Bibersteinia trehalosi

Scientific classification
- Domain: Bacteria
- Kingdom: Pseudomonadati
- Phylum: Pseudomonadota
- Class: Gammaproteobacteria
- Order: Pasteurellales
- Family: Pasteurellaceae
- Genus: Bibersteinia
- Species: B. trehalosi
- Binomial name: Bibersteinia trehalosi (Sneath & Stevens 1990) Blackall et al. 2007
- Synonyms: Pasteurella trehalosi Sneath & Stevens 1990;

= Bibersteinia trehalosi =

- Genus: Bibersteinia
- Species: trehalosi
- Authority: (Sneath & Stevens 1990) Blackall et al. 2007
- Synonyms: Pasteurella trehalosi Sneath & Stevens 1990

Species of bacterium

Bibersteinia trehalosi is a species of Gram-negative bacteria in the family Pasteurellaceae. Originally described as Pasteurella trehalosi by Sneath & Stevens in 1990, it was reclassified into the newly created genus Bibersteinia in 2007 based on phylogenetic and biochemical studies.

== Etymology ==
The genus name Bibersteinia honors Ernst Ludwig Biberstein, a noted German veterinarian. The species epithet trehalosi refers to the ability of this bacterium to ferment the sugar trehalose, a distinguishing biochemical trait.

== Characteristics ==
Bibersteinia trehalosi exhibits the following features:
- Gram-negative
- Rod-shaped or coccobacillary morphology
- Facultatively anaerobic
- Non-motile
- Oxidase- and catalase-positive
- Produces acid from trehalose

Colonies grown on blood agar are small, greyish, smooth, and non-haemolytic or weakly haemolytic.

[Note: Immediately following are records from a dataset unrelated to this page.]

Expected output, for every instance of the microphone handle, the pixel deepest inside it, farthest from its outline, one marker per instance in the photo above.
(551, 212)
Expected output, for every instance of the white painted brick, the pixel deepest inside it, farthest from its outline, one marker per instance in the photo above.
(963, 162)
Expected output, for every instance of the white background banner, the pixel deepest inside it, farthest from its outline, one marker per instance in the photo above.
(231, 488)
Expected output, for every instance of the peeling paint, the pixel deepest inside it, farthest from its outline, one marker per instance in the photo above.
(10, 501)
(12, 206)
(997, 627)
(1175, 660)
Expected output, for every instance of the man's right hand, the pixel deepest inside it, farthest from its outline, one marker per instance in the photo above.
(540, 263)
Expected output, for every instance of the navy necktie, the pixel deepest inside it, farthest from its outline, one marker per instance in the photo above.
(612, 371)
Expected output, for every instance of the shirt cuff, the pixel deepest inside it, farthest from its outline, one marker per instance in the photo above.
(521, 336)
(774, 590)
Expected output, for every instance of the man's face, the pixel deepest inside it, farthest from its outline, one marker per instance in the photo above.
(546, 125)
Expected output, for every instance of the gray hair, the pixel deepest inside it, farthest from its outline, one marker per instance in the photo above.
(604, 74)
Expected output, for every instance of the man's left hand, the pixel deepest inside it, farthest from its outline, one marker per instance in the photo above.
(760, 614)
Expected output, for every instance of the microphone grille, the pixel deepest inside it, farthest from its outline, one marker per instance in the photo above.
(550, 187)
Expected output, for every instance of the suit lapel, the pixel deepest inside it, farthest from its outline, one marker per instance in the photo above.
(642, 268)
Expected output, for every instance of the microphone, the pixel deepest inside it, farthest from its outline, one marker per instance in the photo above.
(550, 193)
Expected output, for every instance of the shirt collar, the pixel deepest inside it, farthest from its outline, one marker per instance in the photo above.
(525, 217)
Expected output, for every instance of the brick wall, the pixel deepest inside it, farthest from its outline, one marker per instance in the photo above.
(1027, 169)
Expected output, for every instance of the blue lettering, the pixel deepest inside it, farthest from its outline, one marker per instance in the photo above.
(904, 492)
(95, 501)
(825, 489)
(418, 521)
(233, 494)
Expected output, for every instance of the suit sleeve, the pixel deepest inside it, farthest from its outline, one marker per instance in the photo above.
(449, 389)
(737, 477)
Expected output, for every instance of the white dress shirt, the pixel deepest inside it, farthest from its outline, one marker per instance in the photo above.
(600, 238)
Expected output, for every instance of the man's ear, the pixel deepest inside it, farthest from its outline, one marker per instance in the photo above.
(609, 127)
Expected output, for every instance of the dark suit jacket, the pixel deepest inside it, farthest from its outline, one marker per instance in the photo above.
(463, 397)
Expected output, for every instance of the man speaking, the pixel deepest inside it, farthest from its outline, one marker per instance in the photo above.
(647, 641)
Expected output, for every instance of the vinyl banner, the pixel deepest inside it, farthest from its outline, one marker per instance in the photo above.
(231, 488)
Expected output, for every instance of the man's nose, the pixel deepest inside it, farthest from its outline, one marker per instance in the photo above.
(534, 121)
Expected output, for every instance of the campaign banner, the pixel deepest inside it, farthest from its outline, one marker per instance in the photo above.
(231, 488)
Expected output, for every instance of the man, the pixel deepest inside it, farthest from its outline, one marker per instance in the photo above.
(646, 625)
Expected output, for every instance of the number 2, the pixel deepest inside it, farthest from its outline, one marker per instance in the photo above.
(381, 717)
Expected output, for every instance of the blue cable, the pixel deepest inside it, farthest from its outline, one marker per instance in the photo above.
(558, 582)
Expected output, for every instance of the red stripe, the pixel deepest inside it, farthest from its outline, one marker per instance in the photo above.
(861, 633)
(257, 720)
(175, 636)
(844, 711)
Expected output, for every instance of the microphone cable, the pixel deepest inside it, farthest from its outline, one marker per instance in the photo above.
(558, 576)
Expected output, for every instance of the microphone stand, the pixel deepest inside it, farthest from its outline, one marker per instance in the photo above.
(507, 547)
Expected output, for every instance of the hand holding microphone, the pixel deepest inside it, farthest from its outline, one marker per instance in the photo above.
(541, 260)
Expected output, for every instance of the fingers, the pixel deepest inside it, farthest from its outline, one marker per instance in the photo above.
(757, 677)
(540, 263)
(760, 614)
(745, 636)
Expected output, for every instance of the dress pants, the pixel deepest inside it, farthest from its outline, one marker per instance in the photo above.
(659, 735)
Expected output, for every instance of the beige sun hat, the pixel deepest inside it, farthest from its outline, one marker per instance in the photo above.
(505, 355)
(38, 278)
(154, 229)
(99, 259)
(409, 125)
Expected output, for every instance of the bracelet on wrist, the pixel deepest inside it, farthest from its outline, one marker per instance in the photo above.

== Habitat and clinical significance ==
Bibersteinia trehalosi is primarily associated with respiratory and systemic diseases in ruminants, particularly sheep and cattle. It is commonly isolated in cases of pneumonia, septicemia, and sudden death in lambs and calves.

== Importance in veterinary medicine ==
Due to its pathogenic potential, Bibersteinia trehalosi is significant in veterinary microbiology, particularly in livestock management. It is involved in outbreaks of respiratory disease and septicemia, which have economic importance in animal husbandry.